Read Spiritwalker 3: Cold Steel Online
Authors: Kate Elliott
I tucked up my skirts, shifted the basket to my back, and climbed the tree to the
window of Uncle Jonatan’s study. A chain of magic still protected the window latch.
The whisper of its cold magic woke my sword. I unsheathed my blade and severed the
threads.

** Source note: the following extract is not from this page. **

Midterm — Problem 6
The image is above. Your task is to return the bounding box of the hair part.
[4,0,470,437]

Then I turned the latch and swung into a deserted room.
Uncle Jonatan’s desk had been replaced by a table, chairs, and two settees shrouded
by heavy covers and the dusty flavor of neglect.
I stepped into the first-floor corridor and listened through the threads that bound
the house. Aunt Tilly had spun Kena’ani magic to guard home and property, and its
embrace lingered in the walls like a memory of her warm smile. I wiped away a tear,
for although I knew she and Uncle had betrayed me to save their own daughter, I still
missed the way Aunt Tilly would kiss my forehead at night before we slept. I longed
for the plates of sweet biscuits she and Cook had baked when they had extra coin for
a treat of honey.
The house lay utterly silent except for the patter of rain. I went down to the ground
floor and into the half basement. In the kitchen I opened the shutters and looked
around. A new stove with all manner of modern conveniences had been installed in place
of the old one where Cook had eked out each last morsel of tough stew meat and mealy
turnips to make enough to feed us all. Dust smeared the tabletop,
broken by the footprints of mice. Yet the coal bin was full, and the pantry was stocked
with sealed pots of oats, barley, and beans.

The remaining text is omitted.